Corona Studios II: Lidong Zhao

Lidong Zhao, Ohne Titel (Stillleben), 2021, C-Print, Größe variabel, Courtesy the artist
Thema > Corona Studios II
23. März 2021
Text: Lidong Zhao

Lidong Zhao, *1986, lebt und arbeitet in Freiburg i.Br.

www.lidongzhao.com

Zuletzt waren Fotografien von Lidong Zhao in einer umfangreichen Einzelausstellung im Kunsthaus L6, Freiburg sowie in einer Gruppenschau im Kunsthaus Essen zu sehen. Ab 26. September 2021 zeigt das Merdinger Kunstforum eine Soloschau von Lidong Zhao.

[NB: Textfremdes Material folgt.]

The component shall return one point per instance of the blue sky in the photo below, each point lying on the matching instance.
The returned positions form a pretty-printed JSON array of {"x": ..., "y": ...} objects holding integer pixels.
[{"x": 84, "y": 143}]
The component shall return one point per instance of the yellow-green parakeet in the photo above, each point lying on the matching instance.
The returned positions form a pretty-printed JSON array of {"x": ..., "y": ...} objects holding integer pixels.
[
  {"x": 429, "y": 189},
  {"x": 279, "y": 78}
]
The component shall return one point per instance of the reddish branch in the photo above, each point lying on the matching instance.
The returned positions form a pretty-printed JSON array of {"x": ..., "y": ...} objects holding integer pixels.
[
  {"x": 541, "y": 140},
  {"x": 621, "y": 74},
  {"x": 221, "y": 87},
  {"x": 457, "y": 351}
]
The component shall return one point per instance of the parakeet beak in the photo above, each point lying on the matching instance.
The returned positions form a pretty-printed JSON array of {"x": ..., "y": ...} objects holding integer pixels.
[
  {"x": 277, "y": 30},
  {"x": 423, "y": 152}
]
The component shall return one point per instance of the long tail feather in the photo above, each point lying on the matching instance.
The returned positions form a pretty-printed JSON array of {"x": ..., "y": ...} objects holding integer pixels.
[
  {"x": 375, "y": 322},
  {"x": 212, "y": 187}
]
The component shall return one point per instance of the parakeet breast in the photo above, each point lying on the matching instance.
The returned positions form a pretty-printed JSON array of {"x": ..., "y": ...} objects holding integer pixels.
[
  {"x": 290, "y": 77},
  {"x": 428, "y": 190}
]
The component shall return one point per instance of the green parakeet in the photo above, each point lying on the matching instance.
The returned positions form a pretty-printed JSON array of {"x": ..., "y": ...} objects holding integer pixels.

Lidong Zhao, Ohne Titel (Stillleben), 2021, C-Print, Größe variabel, Courtesy the artist
Lidong Zhao, Ohne Titel (Stillleben), 2021, C-Print, Größe variabel, Courtesy the artist

Vier Fragen an Lidong Zhao

Hast du staatliche Hilfen beantragt? Wenn nicht, warum nicht , wenn ja, wurden sie bewilligt? Gab es ausgefallene oder verschobene Ausstellungen, Veranstaltungen, Stipendien, Jobs, Reisen, gab es Verkäufe?
Staatliche Hilfen habe ich nicht beantragt, da ich in keines der Programme gepasst habe. Eine Einzelausstellung im Merdinger Kunstforum, die im Moment noch laufen würde, wurde glücklicherweise auf Ende September (ab 26.9.) verschoben. Ich hoffe, dass dann Kunst wieder analog zugänglich sein wird.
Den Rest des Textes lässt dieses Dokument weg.